The baseball gods did relent, though. McGehee wound up scratching out a pair of infield hits.

Growing up

Tigers left-hander Daniel Norris watched the Twins swing early and often in the first two games of this series. And he figured it was something he could exploit in his start Thursday.

“I knew they like to swing early and hunt fastballs,” Norris said. “I tried to play into that and let them get themselves out.”

Norris threw fastballs (two-seamers and four-seamers) on 26 of his first 34 pitches of the game. He fell behind more batters than he would normally prefer, but that was part of the plan. He was staying out of the middle of the plate, inducing early contact and getting quick outs.

He wound up getting nine ground-ball outs and five strikeouts through 6⅓ innings. Once the Tigers went ahead 8-0, he went into full attack mode.

“Yeah, I am just attacking at that point,” he said. “If the game was closer, maybe I throw some different pitches. But with an eight-run lead, you don’t have to strikeout guys on the first three pitches.”

Wilson worrisome

Lefty Justin Wilson continues to be an enigma for the Tigers.

He was tasked with getting the final out of the eighth inning Thursday in an 8-3 game.

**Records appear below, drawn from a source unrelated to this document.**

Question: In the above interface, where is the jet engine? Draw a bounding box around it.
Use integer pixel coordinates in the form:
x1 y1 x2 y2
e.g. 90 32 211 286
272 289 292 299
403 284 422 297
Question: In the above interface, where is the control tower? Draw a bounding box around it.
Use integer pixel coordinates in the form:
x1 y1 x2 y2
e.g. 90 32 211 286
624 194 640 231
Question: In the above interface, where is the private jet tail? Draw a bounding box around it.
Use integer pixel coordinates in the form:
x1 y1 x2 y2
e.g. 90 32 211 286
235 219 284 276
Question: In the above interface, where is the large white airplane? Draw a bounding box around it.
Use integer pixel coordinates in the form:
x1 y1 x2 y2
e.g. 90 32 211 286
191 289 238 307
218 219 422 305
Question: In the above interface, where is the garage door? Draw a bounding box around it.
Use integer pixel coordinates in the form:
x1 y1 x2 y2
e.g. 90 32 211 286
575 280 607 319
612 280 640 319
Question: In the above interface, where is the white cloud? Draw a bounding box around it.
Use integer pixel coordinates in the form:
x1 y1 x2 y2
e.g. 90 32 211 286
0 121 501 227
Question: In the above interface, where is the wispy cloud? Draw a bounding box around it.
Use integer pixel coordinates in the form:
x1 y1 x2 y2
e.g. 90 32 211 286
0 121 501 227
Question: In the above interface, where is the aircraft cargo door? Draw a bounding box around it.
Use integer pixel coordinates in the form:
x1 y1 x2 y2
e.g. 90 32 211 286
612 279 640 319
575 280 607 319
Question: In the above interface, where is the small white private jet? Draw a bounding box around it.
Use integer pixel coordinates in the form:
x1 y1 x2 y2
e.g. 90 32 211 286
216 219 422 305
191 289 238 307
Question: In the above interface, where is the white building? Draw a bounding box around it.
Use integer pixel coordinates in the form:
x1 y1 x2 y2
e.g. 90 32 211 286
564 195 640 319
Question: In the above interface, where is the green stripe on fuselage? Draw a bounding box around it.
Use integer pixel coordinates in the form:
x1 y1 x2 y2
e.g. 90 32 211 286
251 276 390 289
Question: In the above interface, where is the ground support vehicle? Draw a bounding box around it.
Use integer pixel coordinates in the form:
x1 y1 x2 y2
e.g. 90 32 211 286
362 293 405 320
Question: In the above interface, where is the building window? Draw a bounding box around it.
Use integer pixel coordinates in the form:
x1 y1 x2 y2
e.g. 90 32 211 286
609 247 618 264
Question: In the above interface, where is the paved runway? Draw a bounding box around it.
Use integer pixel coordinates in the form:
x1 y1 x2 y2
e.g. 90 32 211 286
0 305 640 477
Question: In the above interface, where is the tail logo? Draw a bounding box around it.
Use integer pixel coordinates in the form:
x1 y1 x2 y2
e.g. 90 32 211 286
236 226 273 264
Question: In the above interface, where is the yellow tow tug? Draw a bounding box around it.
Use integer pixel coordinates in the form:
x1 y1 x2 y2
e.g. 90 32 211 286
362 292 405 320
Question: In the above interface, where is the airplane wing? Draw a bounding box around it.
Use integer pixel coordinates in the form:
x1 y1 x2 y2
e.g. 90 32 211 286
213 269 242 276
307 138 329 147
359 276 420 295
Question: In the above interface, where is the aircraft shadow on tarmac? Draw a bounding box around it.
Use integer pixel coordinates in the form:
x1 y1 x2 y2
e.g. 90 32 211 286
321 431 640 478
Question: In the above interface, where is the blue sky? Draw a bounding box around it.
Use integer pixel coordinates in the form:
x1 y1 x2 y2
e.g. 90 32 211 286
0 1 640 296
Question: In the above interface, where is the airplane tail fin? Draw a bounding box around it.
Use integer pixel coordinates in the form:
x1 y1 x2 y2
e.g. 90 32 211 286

There were two runners on and left-handed hitting Max Kepler at the plate. Outs against left-handed hitters have been elusive for Wilson – Kepler rapped a two-run double.

In his last 14 outings, Wilson has allowed 10 earned runs, including four home runs. Opponents are hitting .333 against him and lefties nearly .280.

He has battled elbow soreness this season, but manager Brad Ausmus said he wasn’t aware there is anything wrong with him physically right now.

“He has pitched better,” Ausmus said. “He gave up the double, but he was still able to get out of the inning.”

Ausmus said at this point he was not considering altering Wilson’s role.

Around the horn

…The Tigers have won six straight games at Target Field this season and eight straight going back to last year.

…J.D. Martinez went 0 for 5, ending his hit streak at 14 games.

…Victor Martinez had seven hits in the three-game series. In nine games at Target Field this season, he is hitting .615 (16 for 26), scoring nine runs. In his career, 46 games, he’s hitting .370 at Target Field.